Thanks Humble. I need to dust off the textbooks and start on a business plan. I have it all layed out in my head and now I just need to put it to paper. I'm sure there are resources available to me, I just need to research more on it.

I wouldn't doubt that indoor would be more profitable, and should I go ahead with this I would eventually like my own place. Part time though, mobile seems to be the easiest route to get started which would fit with my current 9-5 schedule. There would be a lot less overhead as well, plus, I really like driving. Put on some good music and I can drive for hours.


----------



## humble_pie (Jun 7, 2009)

what's appealing is that it's an idea that is grafted right onto mainstream canadian history. There isn't a corner of this country that doesn't have a lumber tradition..

the possibilities for elaborating an axe-throwing event into a much bigger party are endless.

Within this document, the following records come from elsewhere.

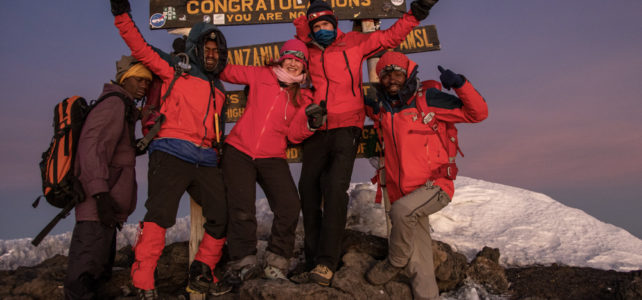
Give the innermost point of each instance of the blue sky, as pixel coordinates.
(561, 78)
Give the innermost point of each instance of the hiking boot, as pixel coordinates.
(220, 288)
(301, 278)
(274, 273)
(249, 272)
(382, 272)
(234, 278)
(200, 278)
(146, 294)
(321, 275)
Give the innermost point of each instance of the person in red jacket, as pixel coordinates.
(255, 152)
(106, 166)
(416, 122)
(183, 156)
(336, 60)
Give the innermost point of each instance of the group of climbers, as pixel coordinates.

i'm the least handy person i know, but even i am the proud owner of 2 axes (1 big, 1 small) & even i can split good firewood.


----------



## tygrus (Mar 13, 2012)

I don`t know about axe throwing but there will soon be a huge demand for all sorts of recreational experiences when robots take all the jobs.


----------



## Kail (Feb 7, 2012)

I'm honestly surprised how fast it is growing. It's been a niche activity for quite some time, with lumberjack/jill events and various festivities, but it is starting to go quite mainstream now.

Last year for my wife's 30th birthday she asked "can we go axe throwing?", words I never thought I would ever hear her utter as she is quite "girly" as are the rest of her friends. They absolutely loved it though, with some of the girls beating the a few of the guys by a wide margin.

And that's the thing too, you don't need to be a burly lumberjack to throw axes. This first time I ever went I had the honour of playing the league's top female player after winning the tournament. She was 5'2" and MAYBE 90lbs. She destroyed me.

I'll be working on my business plan this weekend and no doubt I'll be back on here asking for some advice. The last time I had to create one was in college eons ago so suffice it say, I don't remember a thing.


----------